The other question: if the carrier agrees to restore or replace damaged equipment (or software for that matter), will they pay for improvements to the system? An improvement to security that goes above and beyond what the insured had in place before the claim and which also reduces the chance of a future claim could, in the end, be good for both the insured and the carrier. Some carriers see it this way and will offer to pay up to a certain percentage (e.g. 25%) over what the original property cost if the replacements will improve the security of the insured’s systems.
Social engineering
Phishing, spear phishing, baiting, tailgating…these are all terms in common usage today but it wasn’t long ago that social engineering was nothing like the massive threat it has become. Thanks to the internet — and especially social media — bad actors can collect troves of information that they can use to manipulate victims.

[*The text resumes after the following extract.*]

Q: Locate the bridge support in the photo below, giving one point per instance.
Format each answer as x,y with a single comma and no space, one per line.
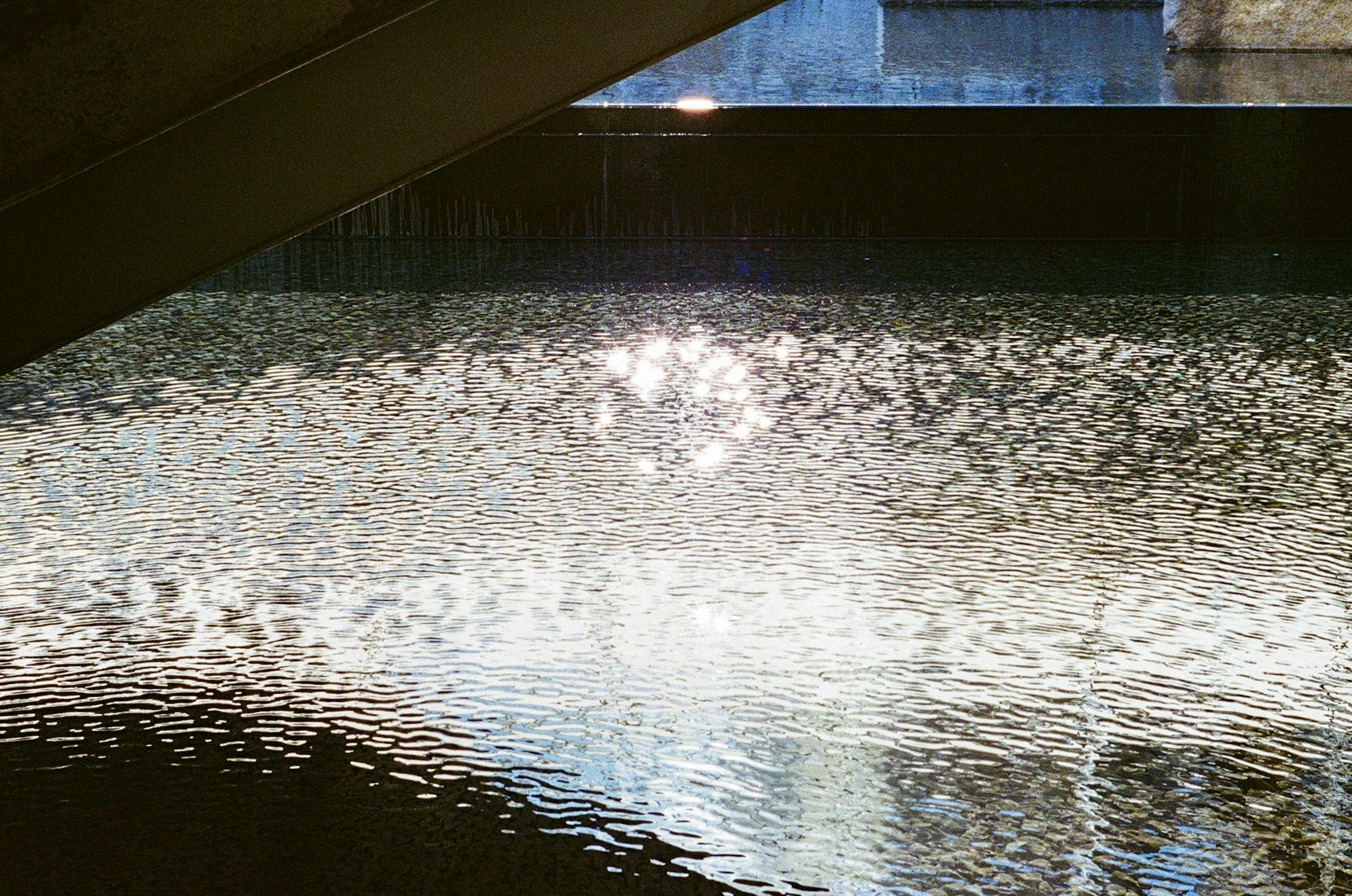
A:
90,243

The insurance industry is playing catch-up. Some carriers are meeting this demand with endorsements to their existing policies.
With this coverage, the policy no longer requires that a 3rd party gains unauthorized access via a virus or some other malicious code for coverage to begin. With a social engineering coverage enhancement, if, for instance, an employee is tricked into sending PII or confidential corporate data to someone who is conducting a spear phishing attack on them, coverage would be afforded for the subsequent claim.
3rd party business interruption
Any company that relies on cloud computing or business process outsourcing exposes themselves to the risk that the 3rd party they are relying on will suffer a security breach. For example, when AWS (the branch of Amazon that provides cloud computing services to Netflix and the CIA, to name a few) goes down, it has wide reaching effects on the operations of organizations around the world. A 3rd party business interruption coverage extension would reimburse the insured for any income it lost during the time it had to stop operating because of an attack (or other covered loss) on a 3rd party service provider. Similar to traditional business interruption insurance, it would require a minimum down-time (or “waiting period”) of usually 6 or 8 hours before coverage would begin.
Automatic additional insured status
Not all contracts will require that the other party is added as an additional insured on your cyber policy but this requirement seems to be appearing more and more often. The ‘automatic’ enhancement would give additional insured status to any third party that the insured has a professional services agreement with as long as that agreement explicitly states that additional insured status is required. The carrier won’t offer the extension if there’s no contractual obligation for the other party to be added.